Integration Minister Birthe Rønn Hornbech has written to between 400 and 500 stateless young people and adults who have been born in Denmark but who have either had their applications for citizenship rejected or were unaware they were eligible.
“We are advising them to apply, and if they fulfil the requirements they will be given Danish citizenship,” Hornbech says.
Requirements are that those concerned must have been born in Denmark of stateless parents. The combined 1977 and 1999 UN conventions to which Denmark is a signatory, say that protection under the conventions ceases at the age of 21.
But in the current case, some 100 young people over the age of 21 are also to be contacted as a result of malpractice within the Integration Ministry for several years.
Rønn Hornbech’s decision cuts through the controversies of recent weeks following the disclosure by the newspaper Information in January, that since 1999 applications from those eligible under the UN conventions had been rejected, and that the ministry failed to inform stateless youths of their rights.
“It is incomprehensible that a mistake of this type can happen. But now all the stateless Palestinians who have been affected by the mistake will get better treatment than they would have received. In effect they should have applied. Now we will make them aware of the fact that they can seek Danish citizenship. A recap,” says Rønn Hornbech.
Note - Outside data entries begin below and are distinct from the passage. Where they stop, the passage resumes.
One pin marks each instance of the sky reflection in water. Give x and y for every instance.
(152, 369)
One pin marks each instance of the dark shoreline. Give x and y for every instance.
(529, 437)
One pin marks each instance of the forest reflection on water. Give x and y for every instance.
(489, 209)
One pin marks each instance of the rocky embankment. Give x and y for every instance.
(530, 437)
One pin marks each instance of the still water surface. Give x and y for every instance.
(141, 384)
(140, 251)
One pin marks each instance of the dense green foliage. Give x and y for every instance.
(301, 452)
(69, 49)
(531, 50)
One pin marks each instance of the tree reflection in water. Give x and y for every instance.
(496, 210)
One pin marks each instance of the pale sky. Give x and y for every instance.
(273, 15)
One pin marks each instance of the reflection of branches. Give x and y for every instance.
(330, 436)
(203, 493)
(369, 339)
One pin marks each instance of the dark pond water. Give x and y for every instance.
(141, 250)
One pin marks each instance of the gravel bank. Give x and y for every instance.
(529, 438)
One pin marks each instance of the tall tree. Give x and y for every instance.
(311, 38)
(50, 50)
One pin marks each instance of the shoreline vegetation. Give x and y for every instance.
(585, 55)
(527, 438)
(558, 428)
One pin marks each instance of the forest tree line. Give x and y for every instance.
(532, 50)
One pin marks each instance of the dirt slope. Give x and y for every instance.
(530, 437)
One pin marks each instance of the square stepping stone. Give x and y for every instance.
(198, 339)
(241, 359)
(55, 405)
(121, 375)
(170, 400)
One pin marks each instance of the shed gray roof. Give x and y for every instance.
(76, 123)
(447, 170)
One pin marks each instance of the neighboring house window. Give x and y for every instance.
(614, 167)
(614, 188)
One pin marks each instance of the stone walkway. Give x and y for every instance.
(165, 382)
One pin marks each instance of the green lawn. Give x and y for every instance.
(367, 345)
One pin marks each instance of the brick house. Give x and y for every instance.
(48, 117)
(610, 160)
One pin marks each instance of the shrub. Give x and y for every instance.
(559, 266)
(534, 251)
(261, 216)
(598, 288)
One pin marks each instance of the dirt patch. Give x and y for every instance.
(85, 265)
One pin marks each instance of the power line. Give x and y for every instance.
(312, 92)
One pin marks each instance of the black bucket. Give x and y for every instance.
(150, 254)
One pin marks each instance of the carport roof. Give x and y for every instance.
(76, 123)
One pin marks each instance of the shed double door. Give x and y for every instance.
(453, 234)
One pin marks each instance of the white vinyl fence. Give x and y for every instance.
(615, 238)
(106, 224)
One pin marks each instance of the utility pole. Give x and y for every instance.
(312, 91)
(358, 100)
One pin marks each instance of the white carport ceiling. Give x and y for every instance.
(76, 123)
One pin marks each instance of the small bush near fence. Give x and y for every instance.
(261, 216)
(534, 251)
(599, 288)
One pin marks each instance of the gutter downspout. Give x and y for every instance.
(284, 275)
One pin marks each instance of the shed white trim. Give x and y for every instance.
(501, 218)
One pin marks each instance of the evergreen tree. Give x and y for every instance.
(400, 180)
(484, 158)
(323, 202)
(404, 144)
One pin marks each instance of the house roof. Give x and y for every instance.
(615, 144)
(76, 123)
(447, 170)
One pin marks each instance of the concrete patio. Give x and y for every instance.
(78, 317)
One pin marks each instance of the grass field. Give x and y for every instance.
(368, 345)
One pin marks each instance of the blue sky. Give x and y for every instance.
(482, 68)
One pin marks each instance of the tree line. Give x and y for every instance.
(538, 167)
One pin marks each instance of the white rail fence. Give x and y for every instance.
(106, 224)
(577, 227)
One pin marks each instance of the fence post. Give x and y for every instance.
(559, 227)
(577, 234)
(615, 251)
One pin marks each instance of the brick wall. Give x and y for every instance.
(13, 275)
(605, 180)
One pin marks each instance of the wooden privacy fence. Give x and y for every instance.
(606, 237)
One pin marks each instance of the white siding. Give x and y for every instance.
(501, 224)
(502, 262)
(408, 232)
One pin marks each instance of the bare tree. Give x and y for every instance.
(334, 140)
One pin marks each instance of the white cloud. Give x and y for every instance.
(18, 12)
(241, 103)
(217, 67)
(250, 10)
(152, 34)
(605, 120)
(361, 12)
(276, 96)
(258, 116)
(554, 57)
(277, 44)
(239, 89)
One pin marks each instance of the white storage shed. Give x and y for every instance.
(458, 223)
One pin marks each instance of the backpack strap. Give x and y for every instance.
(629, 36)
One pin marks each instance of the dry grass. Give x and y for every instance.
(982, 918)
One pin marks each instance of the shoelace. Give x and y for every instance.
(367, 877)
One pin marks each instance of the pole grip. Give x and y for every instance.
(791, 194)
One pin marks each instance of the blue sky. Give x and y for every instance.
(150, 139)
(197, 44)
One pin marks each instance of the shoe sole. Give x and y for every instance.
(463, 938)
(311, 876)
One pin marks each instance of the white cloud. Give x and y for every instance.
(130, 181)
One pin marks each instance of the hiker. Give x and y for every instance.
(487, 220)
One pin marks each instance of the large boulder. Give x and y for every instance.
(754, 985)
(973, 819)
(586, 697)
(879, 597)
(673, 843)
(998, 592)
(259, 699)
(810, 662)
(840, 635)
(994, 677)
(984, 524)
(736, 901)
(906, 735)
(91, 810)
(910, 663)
“This is a very complicated problem to solve. What we will be doing is that those who are still under 21 will be treated as they should under the conventions. But for safety’s sake, they will be receiving a letter from the ministry to tell them that they can apply. Those who are close to 21 will also get a letter, including a deadline, so that they do not pass the 21-year limit without being informed. And those who are over 21 will also get a deadline so that we can clear up their cases once and for all,” says Hornbech.